LYNN — Like an island bathed in sunshine but surrounded by stormy seas, General Electric Aviation’s River Works plant is hiring at record levels and shouldering big aviation contracts even as GE works its way out of a corporate slide.
Company executives hosted a ribbon-cutting ceremony a month ago to inaugurate the River Works assembly and shipping area for the new T408 helicopter engine.
The ceremony capped off GE Aviation’s success in landing a $143 million initial production contract in 2017 to build 22 engines to power a new Marine Corps heavy-lift helicopter.
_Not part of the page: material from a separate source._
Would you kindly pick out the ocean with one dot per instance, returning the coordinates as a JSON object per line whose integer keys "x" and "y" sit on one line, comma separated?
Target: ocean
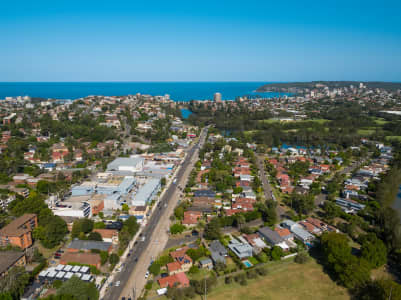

State Rep. Peter Capano retired from a 29-year career with GE last week and said the T408 production spooling up this year is just the latest chapter in a River Works success story written since 2017.
“The company has hired more than 400 people over the last year and a half. The last time I heard of that happening was the 1970s,” Capano said.
River Works management and union employees are looking beyond the T408 to competing for the Improved Turbine Engine Program (ITEP) contracts to power U.S. Army Black Hawk and Apache helicopters. The competition pits GE Aviation against a combined effort by aviation engine manufacturers Pratt & Whitney and Honeywell to grab the ITEP work.
Capano is confident the River Works could be building the next generation helicopter engine for the military.
“Aviation is doing good and Lynn stands to do well,” he said.
GE saw poor stock performances in 2017 and 2018 and a turnover in its top executives with current CEO Larry Culp on the job for three months.
Dr. Lawrence Davis, chairman of the history, government and economics departments at North Shore Community College, said it is not unusual for one division of a major corporation to do well while the corporation as a whole does poorly.
He said the peak combat years in Iraq between 2003 and 2007 provided a proving ground for military equipment designed and built in the 1990s. That real-world testing spawned technological innovations that translate into new designs for helicopters and other equipment and business opportunities for GE Aviation and its competitors.
Davis warned that GE Aviation is not immune to buffeting by economic winds of change including the tariff fight with China and a reduced military presence in the Mideast.
“A bunch of things are up in the air that could impact GE in Lynn,” he said.
Ward 7 City Councilor Jay Walsh, who just retired from a 16-year GE career to help run his family’s West Lynn heating oil business, said the River Works is pushing hard to replace retiring machinists with younger employees.
GE struck up a machinist internship program with Lynn Vocational Technical Institute that Walsh said can dovetail with the River Works hiring wave. Walsh and Gorham credited agreement between GE management and the International Union of Electrical workers with helping to trigger the wave.
A 2017 agreement hammered out by both sides allowed GE to hire new employees at a reduced hourly wage and then gradually increase the hourly wage by a dollar a year over 10 years. Dubbed “market-based wage,” the agreement was a company-union success story for the River Works.
“People are dying to work there,” Walsh said.
River Works employment is currently stable at 2,500 employees but GE Global Communications representative Richard Gorham said the company is actively seeking to fill machinist jobs.
“Losing experience and talent is a challenge to overcome and one that reinforces our need to collaborate on development of external pipelines for manufacturing positions,” he said.
It’s no surprise to Salem State University economics department chairman Dr. Ken Ardon that a strong economy is translating into contract orders for the River Works.
Culp’s efforts to strip down and shape up GE don’t necessarily translate, Ardon said, into the corporation eventually splitting into independent divisions. He said the attention paid to new startup firms masks a trend in business consolidation, fueled in part by weakly-enforced anti-trust laws.
“More and more business is going to large corporations,” he said.
Davis said the River Works’ ability to stay competitive and land civilian as well as military aviation engine contracts will help it outpace turmoil engulfing GE and a fast-moving economy.
“I could see the Lynn plant staying strong,” he said.